L'ultima seduta del mese di giugno si è conclusa in positivo per le Borse europee che, pur fermandosi a distanza dai massimi intraday, hanno terminato le contrattazioni in positivo.
Il Ftse100 è salito dello 0,28%, preceduto dal Cac40 e dal Dax30 che hanno guadagnato rispettivamente lo 0,91% e l'1,06%. 

In positivo anche Piazza Affari dove il Ftse Mib si è fermato a 21.626 punti, in progresso dello 0,9%, dopo aver segnato nell'intraday un massimo a 21.843 e un minimo a 21.586 punti.
Negativo però il bilancio settimanale visto che nelle ultime cinque sedute l'indice delle blue chips ha ceduto l'1,21% rispetto al close del venerdì precedente, ed è preceduto dal segno meno anche il saldo mensile, visto che giugno è stato archiviato con un calo dello 0,72%.

Il Ftse Mib difende i minimi 2018: quali scenari nel breve?

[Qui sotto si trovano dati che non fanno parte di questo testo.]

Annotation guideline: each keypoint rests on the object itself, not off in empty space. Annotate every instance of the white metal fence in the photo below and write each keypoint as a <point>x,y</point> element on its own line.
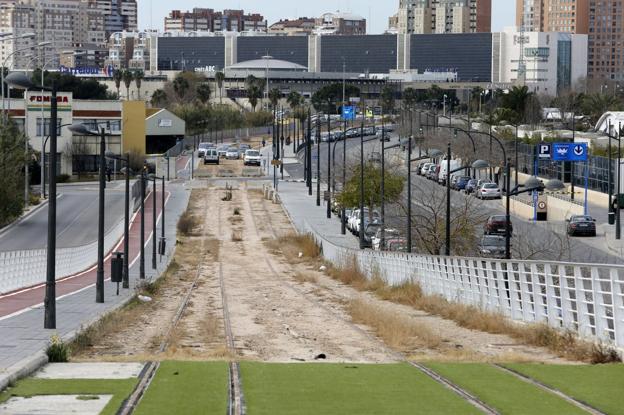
<point>585,298</point>
<point>19,269</point>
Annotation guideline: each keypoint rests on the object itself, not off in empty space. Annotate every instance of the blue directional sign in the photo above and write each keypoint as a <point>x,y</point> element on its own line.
<point>348,112</point>
<point>569,152</point>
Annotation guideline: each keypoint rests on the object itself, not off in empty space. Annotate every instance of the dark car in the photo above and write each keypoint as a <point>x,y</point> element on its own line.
<point>581,225</point>
<point>471,186</point>
<point>492,246</point>
<point>461,182</point>
<point>495,225</point>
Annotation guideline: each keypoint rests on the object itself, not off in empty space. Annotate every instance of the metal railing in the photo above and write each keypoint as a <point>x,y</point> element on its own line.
<point>585,298</point>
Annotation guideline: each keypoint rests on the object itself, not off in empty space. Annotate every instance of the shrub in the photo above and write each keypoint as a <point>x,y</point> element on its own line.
<point>57,351</point>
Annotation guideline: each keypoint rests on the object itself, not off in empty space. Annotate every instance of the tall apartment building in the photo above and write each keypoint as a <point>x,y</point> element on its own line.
<point>340,23</point>
<point>209,20</point>
<point>606,41</point>
<point>444,16</point>
<point>67,24</point>
<point>571,16</point>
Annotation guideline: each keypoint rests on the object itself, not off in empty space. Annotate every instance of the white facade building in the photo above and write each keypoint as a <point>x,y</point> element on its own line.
<point>554,61</point>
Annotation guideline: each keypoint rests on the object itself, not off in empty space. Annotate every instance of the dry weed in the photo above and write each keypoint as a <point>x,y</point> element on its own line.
<point>399,332</point>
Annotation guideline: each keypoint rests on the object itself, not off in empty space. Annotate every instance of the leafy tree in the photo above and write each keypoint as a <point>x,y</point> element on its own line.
<point>328,98</point>
<point>203,93</point>
<point>128,77</point>
<point>294,99</point>
<point>393,187</point>
<point>220,78</point>
<point>12,161</point>
<point>181,85</point>
<point>410,97</point>
<point>118,77</point>
<point>387,99</point>
<point>159,98</point>
<point>274,96</point>
<point>139,75</point>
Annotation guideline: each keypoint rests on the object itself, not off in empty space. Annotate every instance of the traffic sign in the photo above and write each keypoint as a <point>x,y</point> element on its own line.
<point>348,112</point>
<point>569,152</point>
<point>544,150</point>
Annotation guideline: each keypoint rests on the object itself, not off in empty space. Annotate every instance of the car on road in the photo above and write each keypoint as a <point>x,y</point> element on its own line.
<point>471,186</point>
<point>492,246</point>
<point>211,156</point>
<point>461,183</point>
<point>252,158</point>
<point>495,225</point>
<point>581,225</point>
<point>222,150</point>
<point>489,191</point>
<point>202,149</point>
<point>232,153</point>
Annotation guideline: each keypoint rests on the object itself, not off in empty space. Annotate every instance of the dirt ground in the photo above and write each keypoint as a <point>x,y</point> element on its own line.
<point>280,310</point>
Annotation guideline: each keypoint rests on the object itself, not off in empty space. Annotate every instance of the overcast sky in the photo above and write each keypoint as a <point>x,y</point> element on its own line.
<point>152,12</point>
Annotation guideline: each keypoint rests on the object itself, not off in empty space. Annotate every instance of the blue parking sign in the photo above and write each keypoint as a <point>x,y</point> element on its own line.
<point>569,152</point>
<point>348,112</point>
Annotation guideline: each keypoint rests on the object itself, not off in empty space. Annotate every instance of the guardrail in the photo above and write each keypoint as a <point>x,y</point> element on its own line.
<point>585,298</point>
<point>19,269</point>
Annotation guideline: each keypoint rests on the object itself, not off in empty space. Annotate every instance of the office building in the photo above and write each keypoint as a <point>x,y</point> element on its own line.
<point>571,16</point>
<point>209,20</point>
<point>444,16</point>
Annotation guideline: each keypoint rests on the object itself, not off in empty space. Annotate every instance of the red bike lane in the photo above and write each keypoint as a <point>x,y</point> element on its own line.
<point>26,298</point>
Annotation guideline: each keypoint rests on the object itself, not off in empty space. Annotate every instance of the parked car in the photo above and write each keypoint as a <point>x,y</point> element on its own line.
<point>581,225</point>
<point>471,186</point>
<point>232,153</point>
<point>202,149</point>
<point>382,237</point>
<point>252,158</point>
<point>222,150</point>
<point>211,156</point>
<point>461,183</point>
<point>495,225</point>
<point>489,191</point>
<point>492,246</point>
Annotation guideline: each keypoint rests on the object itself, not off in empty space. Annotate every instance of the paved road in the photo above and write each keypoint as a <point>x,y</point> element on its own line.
<point>77,213</point>
<point>589,250</point>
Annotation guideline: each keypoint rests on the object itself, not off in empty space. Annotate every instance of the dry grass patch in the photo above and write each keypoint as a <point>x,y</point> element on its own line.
<point>399,332</point>
<point>303,277</point>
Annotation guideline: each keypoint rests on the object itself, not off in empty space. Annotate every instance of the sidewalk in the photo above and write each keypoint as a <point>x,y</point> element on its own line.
<point>21,314</point>
<point>305,214</point>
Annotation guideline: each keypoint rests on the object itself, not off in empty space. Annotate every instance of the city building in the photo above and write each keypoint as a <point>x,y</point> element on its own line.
<point>444,16</point>
<point>554,61</point>
<point>570,16</point>
<point>339,23</point>
<point>606,42</point>
<point>294,27</point>
<point>209,20</point>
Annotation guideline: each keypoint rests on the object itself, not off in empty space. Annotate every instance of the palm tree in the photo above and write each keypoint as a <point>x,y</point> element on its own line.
<point>138,79</point>
<point>159,98</point>
<point>203,93</point>
<point>180,86</point>
<point>128,77</point>
<point>274,96</point>
<point>118,77</point>
<point>219,78</point>
<point>294,100</point>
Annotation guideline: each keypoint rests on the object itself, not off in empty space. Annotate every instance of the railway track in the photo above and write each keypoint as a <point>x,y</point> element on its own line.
<point>236,402</point>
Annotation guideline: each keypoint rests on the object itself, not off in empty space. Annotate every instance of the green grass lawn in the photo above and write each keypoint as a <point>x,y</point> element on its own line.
<point>187,388</point>
<point>120,389</point>
<point>502,391</point>
<point>302,389</point>
<point>601,386</point>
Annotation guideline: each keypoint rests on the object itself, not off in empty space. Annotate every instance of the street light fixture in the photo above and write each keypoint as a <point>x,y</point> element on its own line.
<point>21,81</point>
<point>82,129</point>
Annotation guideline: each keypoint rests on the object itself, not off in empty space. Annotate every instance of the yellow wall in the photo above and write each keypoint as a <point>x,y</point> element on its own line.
<point>133,126</point>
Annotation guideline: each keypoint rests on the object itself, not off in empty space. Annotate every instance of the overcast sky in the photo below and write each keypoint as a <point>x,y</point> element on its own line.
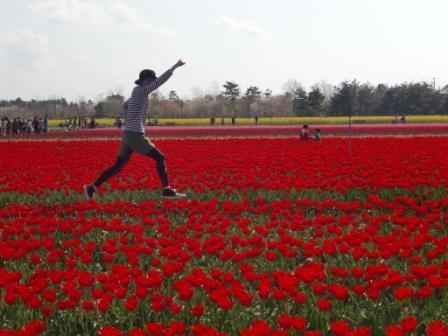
<point>73,48</point>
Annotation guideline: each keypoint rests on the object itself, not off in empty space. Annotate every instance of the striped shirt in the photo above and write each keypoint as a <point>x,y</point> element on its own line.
<point>136,107</point>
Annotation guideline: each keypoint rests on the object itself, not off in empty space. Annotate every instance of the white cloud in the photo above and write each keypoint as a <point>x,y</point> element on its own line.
<point>239,26</point>
<point>113,15</point>
<point>67,10</point>
<point>128,18</point>
<point>23,50</point>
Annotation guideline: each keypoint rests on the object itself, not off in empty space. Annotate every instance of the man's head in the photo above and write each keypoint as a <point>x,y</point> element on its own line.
<point>146,77</point>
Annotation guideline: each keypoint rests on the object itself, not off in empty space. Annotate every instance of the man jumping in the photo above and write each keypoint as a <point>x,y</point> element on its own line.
<point>136,108</point>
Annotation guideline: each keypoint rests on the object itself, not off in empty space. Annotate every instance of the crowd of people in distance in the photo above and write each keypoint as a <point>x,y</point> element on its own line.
<point>19,126</point>
<point>73,124</point>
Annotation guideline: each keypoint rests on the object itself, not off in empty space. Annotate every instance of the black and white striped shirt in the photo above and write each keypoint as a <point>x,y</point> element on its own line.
<point>136,107</point>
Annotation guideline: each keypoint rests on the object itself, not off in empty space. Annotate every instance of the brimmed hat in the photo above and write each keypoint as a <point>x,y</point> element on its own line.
<point>145,74</point>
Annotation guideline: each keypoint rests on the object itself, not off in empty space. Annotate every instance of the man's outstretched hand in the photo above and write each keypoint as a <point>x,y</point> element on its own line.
<point>178,64</point>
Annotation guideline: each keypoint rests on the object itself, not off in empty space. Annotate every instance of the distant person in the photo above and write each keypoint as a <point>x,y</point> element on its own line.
<point>41,125</point>
<point>45,124</point>
<point>15,126</point>
<point>3,127</point>
<point>304,133</point>
<point>134,140</point>
<point>35,125</point>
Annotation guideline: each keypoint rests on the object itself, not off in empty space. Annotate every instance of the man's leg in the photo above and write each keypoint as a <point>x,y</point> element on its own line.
<point>90,189</point>
<point>115,169</point>
<point>158,156</point>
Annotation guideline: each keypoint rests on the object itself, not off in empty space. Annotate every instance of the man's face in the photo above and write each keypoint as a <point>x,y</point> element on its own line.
<point>147,81</point>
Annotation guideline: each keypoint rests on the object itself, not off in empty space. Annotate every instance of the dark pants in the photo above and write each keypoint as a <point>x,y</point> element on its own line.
<point>121,162</point>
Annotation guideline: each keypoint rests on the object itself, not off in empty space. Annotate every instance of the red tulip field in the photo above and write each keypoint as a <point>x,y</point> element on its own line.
<point>343,236</point>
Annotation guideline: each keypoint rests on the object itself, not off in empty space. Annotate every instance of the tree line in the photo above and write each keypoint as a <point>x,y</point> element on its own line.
<point>322,99</point>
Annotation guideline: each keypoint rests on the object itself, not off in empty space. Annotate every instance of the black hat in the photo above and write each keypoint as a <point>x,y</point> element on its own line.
<point>144,74</point>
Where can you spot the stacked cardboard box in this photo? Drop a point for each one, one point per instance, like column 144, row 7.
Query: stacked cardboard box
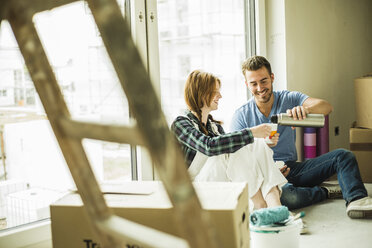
column 148, row 204
column 361, row 136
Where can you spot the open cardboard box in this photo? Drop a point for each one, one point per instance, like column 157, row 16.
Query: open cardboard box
column 147, row 203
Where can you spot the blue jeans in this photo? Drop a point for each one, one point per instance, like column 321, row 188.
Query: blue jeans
column 303, row 178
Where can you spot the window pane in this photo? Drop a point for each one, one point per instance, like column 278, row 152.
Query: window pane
column 33, row 172
column 206, row 35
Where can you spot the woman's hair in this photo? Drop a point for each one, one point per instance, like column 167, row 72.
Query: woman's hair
column 200, row 88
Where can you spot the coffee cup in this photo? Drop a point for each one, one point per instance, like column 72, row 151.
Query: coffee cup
column 274, row 128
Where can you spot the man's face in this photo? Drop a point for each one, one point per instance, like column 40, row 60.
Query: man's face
column 260, row 84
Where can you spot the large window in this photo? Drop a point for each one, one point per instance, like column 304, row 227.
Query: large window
column 207, row 35
column 190, row 34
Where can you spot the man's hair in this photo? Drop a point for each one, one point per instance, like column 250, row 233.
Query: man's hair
column 254, row 63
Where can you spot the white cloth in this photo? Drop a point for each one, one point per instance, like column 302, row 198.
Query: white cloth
column 252, row 163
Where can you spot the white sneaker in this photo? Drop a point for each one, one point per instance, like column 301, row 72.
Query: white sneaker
column 303, row 229
column 361, row 208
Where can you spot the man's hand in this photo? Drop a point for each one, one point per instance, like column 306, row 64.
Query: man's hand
column 261, row 131
column 285, row 170
column 274, row 139
column 298, row 112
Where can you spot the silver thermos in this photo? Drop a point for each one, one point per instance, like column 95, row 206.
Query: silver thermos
column 311, row 120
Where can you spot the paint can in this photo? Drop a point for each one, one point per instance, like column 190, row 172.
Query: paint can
column 287, row 236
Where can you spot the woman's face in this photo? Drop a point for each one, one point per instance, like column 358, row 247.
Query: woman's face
column 213, row 105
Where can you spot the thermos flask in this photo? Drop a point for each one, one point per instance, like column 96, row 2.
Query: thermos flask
column 311, row 120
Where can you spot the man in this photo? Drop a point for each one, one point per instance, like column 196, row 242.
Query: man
column 303, row 177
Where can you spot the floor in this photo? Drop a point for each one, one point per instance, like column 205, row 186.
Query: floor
column 328, row 226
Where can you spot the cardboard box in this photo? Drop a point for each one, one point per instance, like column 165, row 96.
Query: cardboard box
column 363, row 108
column 226, row 202
column 361, row 146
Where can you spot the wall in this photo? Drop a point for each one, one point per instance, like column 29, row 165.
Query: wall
column 327, row 45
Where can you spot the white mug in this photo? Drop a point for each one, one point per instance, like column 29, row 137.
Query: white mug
column 274, row 128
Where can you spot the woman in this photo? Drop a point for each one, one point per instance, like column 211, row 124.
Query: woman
column 213, row 155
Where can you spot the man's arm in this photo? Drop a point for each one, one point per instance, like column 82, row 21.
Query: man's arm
column 310, row 106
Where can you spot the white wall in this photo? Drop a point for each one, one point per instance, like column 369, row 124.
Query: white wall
column 327, row 45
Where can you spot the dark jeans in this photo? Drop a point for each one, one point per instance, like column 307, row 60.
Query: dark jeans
column 302, row 190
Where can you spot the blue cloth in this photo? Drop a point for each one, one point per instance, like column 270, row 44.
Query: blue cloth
column 269, row 216
column 249, row 115
column 301, row 189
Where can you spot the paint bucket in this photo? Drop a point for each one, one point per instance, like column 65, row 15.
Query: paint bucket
column 287, row 236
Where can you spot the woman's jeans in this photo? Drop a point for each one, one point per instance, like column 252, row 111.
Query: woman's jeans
column 304, row 177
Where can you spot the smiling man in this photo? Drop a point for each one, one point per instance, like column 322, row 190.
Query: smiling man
column 305, row 177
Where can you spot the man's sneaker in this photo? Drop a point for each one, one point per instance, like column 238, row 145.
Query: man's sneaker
column 361, row 208
column 334, row 190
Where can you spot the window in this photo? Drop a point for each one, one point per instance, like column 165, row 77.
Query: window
column 207, row 35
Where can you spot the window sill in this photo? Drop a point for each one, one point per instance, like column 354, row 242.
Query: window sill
column 30, row 235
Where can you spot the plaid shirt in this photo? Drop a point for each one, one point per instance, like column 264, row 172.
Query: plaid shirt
column 186, row 129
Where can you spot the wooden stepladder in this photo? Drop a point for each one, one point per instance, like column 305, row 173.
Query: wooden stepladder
column 151, row 129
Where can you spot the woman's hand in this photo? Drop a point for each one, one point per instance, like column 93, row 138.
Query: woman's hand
column 261, row 131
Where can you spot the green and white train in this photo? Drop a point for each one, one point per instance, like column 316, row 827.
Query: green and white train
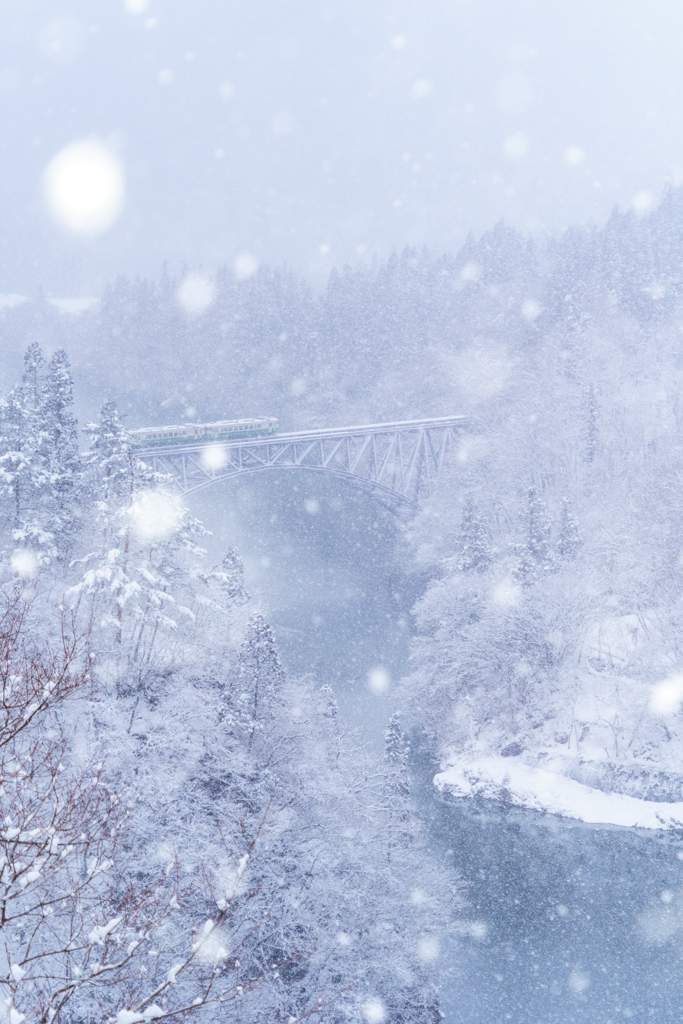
column 194, row 433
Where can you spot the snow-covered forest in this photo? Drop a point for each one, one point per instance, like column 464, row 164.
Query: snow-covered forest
column 341, row 538
column 191, row 826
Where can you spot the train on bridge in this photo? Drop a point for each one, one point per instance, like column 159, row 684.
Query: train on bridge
column 190, row 433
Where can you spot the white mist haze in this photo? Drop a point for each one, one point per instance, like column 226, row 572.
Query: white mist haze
column 316, row 134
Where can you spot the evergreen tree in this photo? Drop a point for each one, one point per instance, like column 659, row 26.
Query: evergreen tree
column 475, row 554
column 568, row 542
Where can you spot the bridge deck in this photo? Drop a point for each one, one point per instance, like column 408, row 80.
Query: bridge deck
column 398, row 463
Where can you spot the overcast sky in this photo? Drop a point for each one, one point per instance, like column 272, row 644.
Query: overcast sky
column 317, row 132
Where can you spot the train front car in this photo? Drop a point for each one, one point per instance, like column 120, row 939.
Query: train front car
column 194, row 433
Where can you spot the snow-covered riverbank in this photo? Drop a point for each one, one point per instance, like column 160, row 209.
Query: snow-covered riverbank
column 512, row 780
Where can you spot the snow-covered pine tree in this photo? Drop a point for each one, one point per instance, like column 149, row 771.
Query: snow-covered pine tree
column 568, row 543
column 25, row 480
column 536, row 553
column 60, row 452
column 137, row 572
column 259, row 677
column 474, row 543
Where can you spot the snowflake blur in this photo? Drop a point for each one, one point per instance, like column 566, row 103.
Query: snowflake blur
column 84, row 187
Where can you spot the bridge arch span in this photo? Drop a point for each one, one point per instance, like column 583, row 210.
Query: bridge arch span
column 398, row 464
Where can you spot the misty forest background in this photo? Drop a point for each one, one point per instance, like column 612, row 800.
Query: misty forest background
column 559, row 524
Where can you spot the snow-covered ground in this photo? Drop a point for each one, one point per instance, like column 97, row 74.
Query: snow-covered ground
column 523, row 784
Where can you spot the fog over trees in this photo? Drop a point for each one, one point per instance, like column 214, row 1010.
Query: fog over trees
column 278, row 745
column 298, row 872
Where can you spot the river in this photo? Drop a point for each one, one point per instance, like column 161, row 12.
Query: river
column 573, row 923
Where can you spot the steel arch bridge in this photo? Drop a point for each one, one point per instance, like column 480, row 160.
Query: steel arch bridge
column 399, row 464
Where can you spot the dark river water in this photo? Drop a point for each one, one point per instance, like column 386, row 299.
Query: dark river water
column 573, row 923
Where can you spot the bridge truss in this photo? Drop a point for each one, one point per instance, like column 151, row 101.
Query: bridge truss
column 398, row 463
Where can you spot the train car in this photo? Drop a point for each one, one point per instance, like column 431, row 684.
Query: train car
column 194, row 433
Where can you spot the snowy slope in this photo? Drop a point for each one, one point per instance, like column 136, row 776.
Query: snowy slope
column 511, row 780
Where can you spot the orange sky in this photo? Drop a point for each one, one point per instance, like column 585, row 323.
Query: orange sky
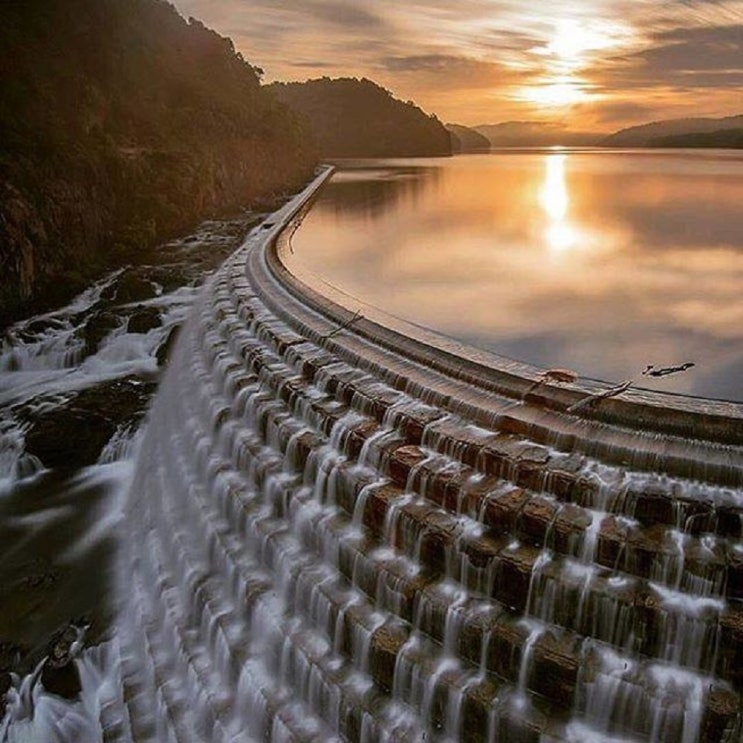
column 594, row 65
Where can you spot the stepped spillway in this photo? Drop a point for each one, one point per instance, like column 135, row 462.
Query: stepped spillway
column 346, row 530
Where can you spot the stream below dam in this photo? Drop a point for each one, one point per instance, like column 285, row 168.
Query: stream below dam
column 331, row 530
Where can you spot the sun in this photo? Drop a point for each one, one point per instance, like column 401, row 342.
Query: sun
column 568, row 52
column 572, row 40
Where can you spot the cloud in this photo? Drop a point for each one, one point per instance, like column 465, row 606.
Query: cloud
column 489, row 60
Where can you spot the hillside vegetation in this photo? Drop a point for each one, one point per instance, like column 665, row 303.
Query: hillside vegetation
column 120, row 123
column 465, row 139
column 647, row 135
column 358, row 118
column 722, row 138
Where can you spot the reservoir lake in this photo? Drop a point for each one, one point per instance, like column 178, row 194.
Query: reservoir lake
column 602, row 262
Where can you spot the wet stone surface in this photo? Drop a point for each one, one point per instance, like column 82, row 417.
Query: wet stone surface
column 73, row 383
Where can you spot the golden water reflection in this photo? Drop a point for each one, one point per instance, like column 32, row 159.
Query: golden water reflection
column 602, row 262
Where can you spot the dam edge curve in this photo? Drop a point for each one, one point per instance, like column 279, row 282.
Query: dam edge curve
column 347, row 530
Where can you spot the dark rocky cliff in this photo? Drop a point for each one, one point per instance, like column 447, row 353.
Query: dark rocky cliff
column 120, row 124
column 358, row 118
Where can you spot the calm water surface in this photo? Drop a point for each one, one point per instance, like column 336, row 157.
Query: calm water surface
column 603, row 262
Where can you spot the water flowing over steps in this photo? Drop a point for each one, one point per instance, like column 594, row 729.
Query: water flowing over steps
column 333, row 535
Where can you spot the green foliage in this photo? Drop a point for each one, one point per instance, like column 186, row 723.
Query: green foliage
column 121, row 123
column 358, row 118
column 722, row 138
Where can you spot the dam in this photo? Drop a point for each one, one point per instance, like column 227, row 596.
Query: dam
column 345, row 527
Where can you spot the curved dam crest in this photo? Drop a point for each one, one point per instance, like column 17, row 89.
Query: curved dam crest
column 343, row 530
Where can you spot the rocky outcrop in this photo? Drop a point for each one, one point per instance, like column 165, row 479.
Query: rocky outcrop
column 371, row 538
column 120, row 124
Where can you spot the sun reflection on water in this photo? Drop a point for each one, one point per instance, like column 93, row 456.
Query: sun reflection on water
column 559, row 233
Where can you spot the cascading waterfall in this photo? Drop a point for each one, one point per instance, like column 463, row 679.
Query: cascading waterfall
column 335, row 533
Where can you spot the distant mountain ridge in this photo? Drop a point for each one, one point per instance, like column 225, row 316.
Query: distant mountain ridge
column 466, row 139
column 644, row 135
column 352, row 117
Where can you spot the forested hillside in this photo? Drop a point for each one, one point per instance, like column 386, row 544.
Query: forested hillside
column 466, row 139
column 120, row 123
column 721, row 138
column 358, row 118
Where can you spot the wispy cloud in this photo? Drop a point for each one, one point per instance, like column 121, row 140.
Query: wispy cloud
column 494, row 60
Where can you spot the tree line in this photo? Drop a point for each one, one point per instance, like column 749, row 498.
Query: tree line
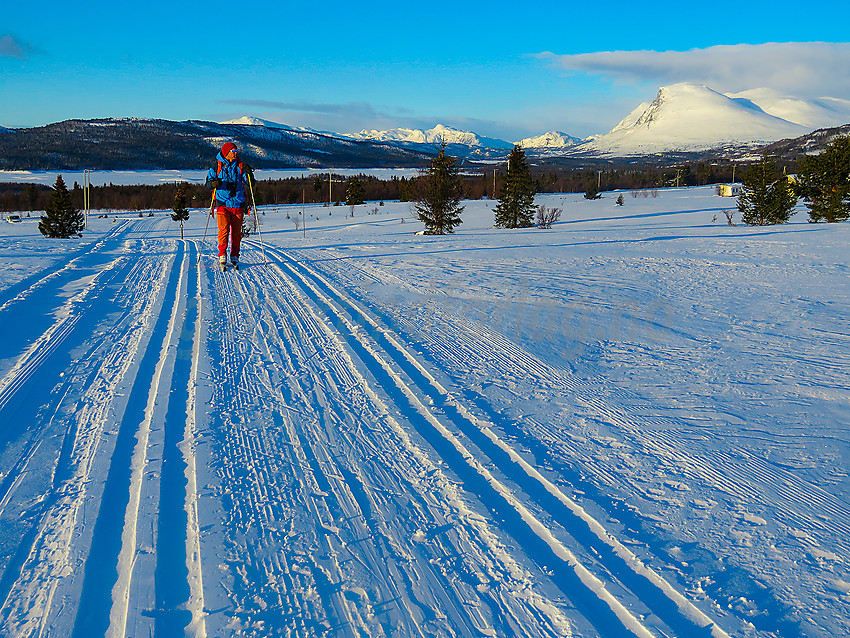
column 768, row 195
column 332, row 188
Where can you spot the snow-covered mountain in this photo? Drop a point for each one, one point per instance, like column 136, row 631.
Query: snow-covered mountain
column 436, row 135
column 553, row 140
column 689, row 117
column 823, row 112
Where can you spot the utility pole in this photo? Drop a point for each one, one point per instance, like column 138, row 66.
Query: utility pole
column 86, row 195
column 331, row 182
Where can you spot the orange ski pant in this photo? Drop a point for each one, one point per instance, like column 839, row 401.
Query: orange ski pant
column 229, row 224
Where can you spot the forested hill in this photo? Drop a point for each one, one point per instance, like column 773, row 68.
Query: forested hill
column 136, row 144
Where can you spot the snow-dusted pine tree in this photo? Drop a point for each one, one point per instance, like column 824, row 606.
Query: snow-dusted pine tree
column 355, row 193
column 766, row 197
column 824, row 182
column 516, row 202
column 181, row 213
column 439, row 191
column 61, row 219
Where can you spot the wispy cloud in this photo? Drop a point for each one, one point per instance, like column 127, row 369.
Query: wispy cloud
column 798, row 68
column 11, row 47
column 351, row 109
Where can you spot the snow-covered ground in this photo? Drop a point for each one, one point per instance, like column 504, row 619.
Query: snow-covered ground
column 632, row 424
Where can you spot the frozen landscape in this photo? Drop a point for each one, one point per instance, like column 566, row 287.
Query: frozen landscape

Il Ftse Mib ha subito un pesante attacco ribassista in avvio di settimana, scivolando in area 21.350, da cui ha tentato un recupero in direzione dei 21.500/21.600 punti, prima di scendere a testare i 21.150 punti. Da questo livello si è avuto un recupero che ha avuto come picco l'area dei 21.850, prima di un ripiegamento poco sopra i 21.600 punti in chiusura di settimana.

Il mercato italiano continua a mostrare una fragilità di fondo che impedisce un recupero deciso e duraturo, ma è anche vero che almeno per il momento il Ftse Mib sta difendendo i minimi dell'anno, raggiunti in più di un'occasione.
Per allontanare il rischio di un ritorno sugli stessi e di un'eventuale violazione, sarà importante che il recupero di venerdì scorso sia seguito da nuovi spunti rialzisti. Un primo target lo troviamo sui massimi segnati prima del week-end in area 21.850, oltre cui si guarderà alla soglia psicologica dei 22.000 punti.